Last intervention on this.

It all depends on the context.

When I see this, I could think of the following:

1) Martin sees the dress and he couldn't care less.
2) Martin looks at the dress and thinks: "what is she going to ask me now?"
3) Martin looks at the dress and thinks: "now she is going to ask me if her behind doesn't look too fat".
4) Martin looks at the dress and thinks: "I don't like it but I'll say I do".
5) Martin looks at the dress and says "sure honey!".
6) Martin looks at the dress and thinks "How many more dresses will she try?????"
7) Martin looks at the dress and thinks: "Hmmm, she looks sexy in that dress".
8) Martin looks at the dress and thinks: "Does she really think I'm going to pay for it?"
and about a hundred more possible scenarios.

Anyway: 90% of the people will never use "aanschouwen".


----------



## eno2

When I see this I conclude it's not spoken language here..  Elsewhere: 90% of the people will never use "aanschouwen".
As written language it means: Martin has a good (long)  look at the dress. 
Idem last intervention on this.


----------



## ThomasK

Ik weet niet wat ik gedaan zou hebben...


Peterdg said:


> Ja en nee. "Nee" in de zin dat het niet is wat je denkt.
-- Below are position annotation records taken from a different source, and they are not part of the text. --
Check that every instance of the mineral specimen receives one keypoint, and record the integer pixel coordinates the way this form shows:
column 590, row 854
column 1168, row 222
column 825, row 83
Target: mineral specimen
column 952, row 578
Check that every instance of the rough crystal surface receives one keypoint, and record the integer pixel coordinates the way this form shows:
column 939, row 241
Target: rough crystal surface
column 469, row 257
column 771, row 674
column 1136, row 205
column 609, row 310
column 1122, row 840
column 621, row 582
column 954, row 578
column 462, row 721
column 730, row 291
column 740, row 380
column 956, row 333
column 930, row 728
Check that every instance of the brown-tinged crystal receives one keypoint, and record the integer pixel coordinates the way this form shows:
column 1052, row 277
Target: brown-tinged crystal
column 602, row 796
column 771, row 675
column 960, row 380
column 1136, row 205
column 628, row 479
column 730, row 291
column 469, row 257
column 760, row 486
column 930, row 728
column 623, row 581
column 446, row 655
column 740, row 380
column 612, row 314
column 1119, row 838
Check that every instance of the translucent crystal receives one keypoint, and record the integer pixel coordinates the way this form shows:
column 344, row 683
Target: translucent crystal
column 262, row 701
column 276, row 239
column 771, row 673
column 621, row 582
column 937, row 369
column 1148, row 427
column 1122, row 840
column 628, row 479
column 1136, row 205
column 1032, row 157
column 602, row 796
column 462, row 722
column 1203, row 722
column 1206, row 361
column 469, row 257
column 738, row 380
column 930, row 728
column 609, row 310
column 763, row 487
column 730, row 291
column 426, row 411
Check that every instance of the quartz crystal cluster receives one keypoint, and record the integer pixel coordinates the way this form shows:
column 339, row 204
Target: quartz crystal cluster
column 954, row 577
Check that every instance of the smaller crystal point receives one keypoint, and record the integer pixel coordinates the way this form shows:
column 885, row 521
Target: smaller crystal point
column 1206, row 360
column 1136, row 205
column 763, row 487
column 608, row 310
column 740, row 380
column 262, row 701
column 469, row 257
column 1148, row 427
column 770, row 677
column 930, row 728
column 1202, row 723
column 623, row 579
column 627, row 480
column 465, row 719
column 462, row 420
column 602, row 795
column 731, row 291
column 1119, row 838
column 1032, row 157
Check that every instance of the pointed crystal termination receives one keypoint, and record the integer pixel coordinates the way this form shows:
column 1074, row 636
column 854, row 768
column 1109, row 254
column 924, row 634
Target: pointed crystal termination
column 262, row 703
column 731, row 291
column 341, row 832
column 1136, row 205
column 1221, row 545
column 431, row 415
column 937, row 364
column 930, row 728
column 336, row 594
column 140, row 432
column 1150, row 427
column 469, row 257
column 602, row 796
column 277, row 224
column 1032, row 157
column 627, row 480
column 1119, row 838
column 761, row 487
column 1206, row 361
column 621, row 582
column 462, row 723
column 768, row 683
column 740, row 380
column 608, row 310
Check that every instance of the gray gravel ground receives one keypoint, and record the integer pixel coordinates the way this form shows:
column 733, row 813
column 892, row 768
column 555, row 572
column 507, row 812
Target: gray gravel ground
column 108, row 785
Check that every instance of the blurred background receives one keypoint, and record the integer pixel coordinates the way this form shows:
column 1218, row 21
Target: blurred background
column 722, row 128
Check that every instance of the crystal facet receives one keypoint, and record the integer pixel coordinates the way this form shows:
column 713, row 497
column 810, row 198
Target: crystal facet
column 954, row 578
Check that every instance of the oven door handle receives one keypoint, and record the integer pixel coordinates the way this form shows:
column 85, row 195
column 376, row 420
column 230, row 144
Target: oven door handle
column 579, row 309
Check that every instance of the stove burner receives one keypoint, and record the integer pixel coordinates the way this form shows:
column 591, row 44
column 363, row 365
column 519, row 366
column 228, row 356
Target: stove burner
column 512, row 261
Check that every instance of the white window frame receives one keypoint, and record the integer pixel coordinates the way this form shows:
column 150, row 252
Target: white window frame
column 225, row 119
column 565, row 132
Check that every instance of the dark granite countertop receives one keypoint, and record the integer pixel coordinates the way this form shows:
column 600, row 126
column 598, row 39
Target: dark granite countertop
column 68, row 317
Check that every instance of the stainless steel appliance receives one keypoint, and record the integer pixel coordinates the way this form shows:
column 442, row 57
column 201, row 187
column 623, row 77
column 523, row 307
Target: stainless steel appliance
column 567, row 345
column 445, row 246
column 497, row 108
Als de docent the examens aanschouwt, dan zou dat kunnen betekenen dat hij er ontdaan/verbouwereerd naar kijkt en denkt: oh nee toch, wat een ramp.


 Bijzonder zeldzaam, maar inderdaad mogelijk.

@alisson: forget it. *"Aanschouwen" is eigenlijk een vorm van bekijken.* Dat werkwoord kan je zonder probleem gebruiken...

Je kan wel onthouden dat* "schouwen" in principe altijd met kijken te maken heeft*. Het theatergebouw heet bijvoorbeeld een "*schouwburg* (kijk-burcht). En vroeger heette de (auto-)inspectie/controle de "*(auto)schouwing*" - en dat tref ik ook nu, in hedendaags Nederlands, nog aan als controleren: *dijken schouwen*.

BTW: _*examens nakijken/ nazien*_ is heel courant in Nederland (to mark exams). In Vlaanderen vaker _corrigeren_ en _verbeteren_...



Peterdg said:


> It is rocket science: you need a very thorough knowledge of the language already to be able to feel when you can and when you cannot use it. We could go over thousands of situations where you can and where you cannot use "aanschouwen" but that is not the role of this forum. We can however help in specific cases."


I hold a slightly different view: whereas it cannot be our task to comment on numerous situations where words are used, I am inclined to say  that (a) you can always try and (b) we can always try to give you some kind of hint on the use in general, like referring to the basic meaning of "schouwen", as I just did..
I have a hint for you: google an expression or verb in a combination using "..." and you will often be able to help yourself.


----------



## eno2

Alisson Pereira said:


> 'aanschouwt'



=Behold archaic, literary with object, often in imperative See or observe (someone or something, especially of remarkable or impressive nature) *behold* your lord and prince!’‘the botanical gardens were a wonder to *behold*’ behold | Definition of behold in English by Lexico Dictionaries


----------